Generating large amounts of test data using sets of known values?

Question 1

Here is one method, that is approximate and computationally painful. It starts by assigning each module a number of students. Then it chooses students for that module randomly.

insert into student_takes_module(module_id, student_id)
    select m.module_id, s.student_id
    from (select m.*, 10 + rand() * 350 as numstudents
          from modules m
         ) m cross join
         students s cross join
         (select count(*) as totalstudents) const
    where rand() < m.numstudents/const.totalstudents;

The 350 instead of 400 is because the use of rand() in this context is approximate. The use of 10 is because I think that if you have a minimum of 10 students, then you will probably get at least one student for that class as you cycle through the data.

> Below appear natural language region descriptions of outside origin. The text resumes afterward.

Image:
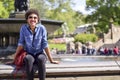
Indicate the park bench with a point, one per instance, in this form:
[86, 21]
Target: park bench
[71, 69]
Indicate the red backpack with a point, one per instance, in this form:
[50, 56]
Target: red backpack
[18, 61]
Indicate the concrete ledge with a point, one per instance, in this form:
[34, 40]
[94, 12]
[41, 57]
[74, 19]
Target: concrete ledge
[67, 70]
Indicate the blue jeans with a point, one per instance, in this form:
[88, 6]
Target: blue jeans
[39, 60]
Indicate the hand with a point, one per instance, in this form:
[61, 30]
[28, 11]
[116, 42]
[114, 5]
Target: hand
[55, 62]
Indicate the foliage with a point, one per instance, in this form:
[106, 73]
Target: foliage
[6, 7]
[40, 6]
[83, 38]
[61, 10]
[104, 11]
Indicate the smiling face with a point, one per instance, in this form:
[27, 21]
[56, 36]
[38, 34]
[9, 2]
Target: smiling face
[32, 20]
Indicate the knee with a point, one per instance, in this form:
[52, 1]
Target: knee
[42, 58]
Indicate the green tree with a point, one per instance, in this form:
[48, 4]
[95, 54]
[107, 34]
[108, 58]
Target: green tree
[40, 5]
[104, 11]
[62, 10]
[6, 7]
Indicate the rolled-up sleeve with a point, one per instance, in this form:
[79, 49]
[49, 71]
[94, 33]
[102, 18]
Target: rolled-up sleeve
[44, 38]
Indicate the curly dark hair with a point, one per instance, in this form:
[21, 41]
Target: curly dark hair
[32, 11]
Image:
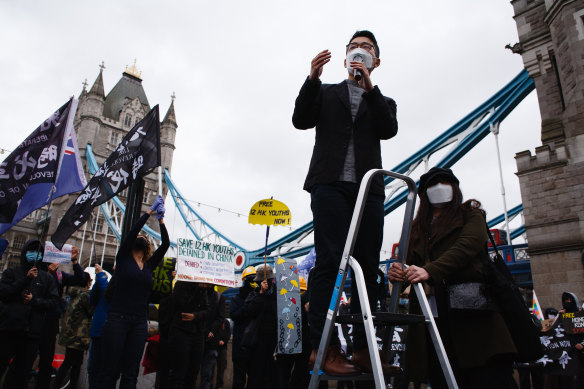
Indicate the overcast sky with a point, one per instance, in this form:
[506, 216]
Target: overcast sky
[236, 68]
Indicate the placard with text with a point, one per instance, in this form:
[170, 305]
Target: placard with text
[205, 262]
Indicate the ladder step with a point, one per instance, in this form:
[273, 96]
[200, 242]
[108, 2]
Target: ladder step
[383, 318]
[359, 377]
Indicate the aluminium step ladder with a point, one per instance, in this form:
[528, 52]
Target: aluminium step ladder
[388, 318]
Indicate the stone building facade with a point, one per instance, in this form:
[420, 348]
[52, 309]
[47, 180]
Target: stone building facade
[551, 43]
[101, 121]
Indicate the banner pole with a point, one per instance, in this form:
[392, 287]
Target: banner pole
[160, 180]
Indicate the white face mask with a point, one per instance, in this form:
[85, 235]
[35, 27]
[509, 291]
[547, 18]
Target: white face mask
[439, 193]
[359, 55]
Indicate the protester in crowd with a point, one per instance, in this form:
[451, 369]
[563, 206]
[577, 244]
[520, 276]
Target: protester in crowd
[224, 336]
[165, 316]
[260, 335]
[351, 119]
[550, 313]
[125, 330]
[186, 336]
[27, 293]
[570, 302]
[213, 325]
[101, 306]
[300, 378]
[51, 326]
[240, 355]
[75, 334]
[382, 291]
[447, 243]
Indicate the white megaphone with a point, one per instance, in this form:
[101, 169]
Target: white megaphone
[359, 55]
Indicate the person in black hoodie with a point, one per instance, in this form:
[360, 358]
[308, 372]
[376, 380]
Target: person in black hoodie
[239, 355]
[125, 330]
[224, 335]
[214, 320]
[261, 334]
[26, 295]
[186, 339]
[51, 327]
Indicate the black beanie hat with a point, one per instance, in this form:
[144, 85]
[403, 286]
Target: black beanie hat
[433, 173]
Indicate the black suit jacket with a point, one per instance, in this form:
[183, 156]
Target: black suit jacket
[327, 107]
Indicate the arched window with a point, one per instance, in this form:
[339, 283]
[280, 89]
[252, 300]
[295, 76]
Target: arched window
[18, 242]
[114, 138]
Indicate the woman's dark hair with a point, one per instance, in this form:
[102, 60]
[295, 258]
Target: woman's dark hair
[424, 227]
[86, 279]
[142, 244]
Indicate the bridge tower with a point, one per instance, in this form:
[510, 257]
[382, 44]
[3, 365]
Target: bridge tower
[102, 121]
[551, 43]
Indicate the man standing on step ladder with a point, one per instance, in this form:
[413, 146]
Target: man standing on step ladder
[351, 118]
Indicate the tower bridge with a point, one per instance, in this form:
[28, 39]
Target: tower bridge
[456, 141]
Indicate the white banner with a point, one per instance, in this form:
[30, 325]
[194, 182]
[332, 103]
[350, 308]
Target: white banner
[205, 262]
[54, 255]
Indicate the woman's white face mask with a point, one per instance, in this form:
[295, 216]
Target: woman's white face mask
[439, 194]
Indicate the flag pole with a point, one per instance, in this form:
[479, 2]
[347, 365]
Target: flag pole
[68, 127]
[160, 180]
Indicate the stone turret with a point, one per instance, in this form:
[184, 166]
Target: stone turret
[87, 119]
[168, 135]
[551, 43]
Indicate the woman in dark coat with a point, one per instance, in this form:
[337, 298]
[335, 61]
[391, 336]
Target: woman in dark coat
[447, 242]
[124, 333]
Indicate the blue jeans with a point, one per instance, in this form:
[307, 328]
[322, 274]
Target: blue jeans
[332, 209]
[207, 368]
[123, 338]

This approach will be processing 10,000*500 = 5,000,000 rows to generate the test data. However, the calculations are not so bad (rand() has a reputation for bad performance but that is because of confusion between the function call and order by rand()). You can test the performance by putting limit at the end to see how long it takes it to generate 10 rows, then 1000 rows, then 10000, then all the rows you need.

Question 2

Another solution could be to work with the RANDBETWEEN function in Excel to randomly pick values from module_ID to fill a new column alongside student_IDs

Alternatively Mockaroo will accept all 500 module_IDs as a custom list which it could assign to randomly generated student_IDs.

The downside to these methods is that the students will be spread very evenly among all modules.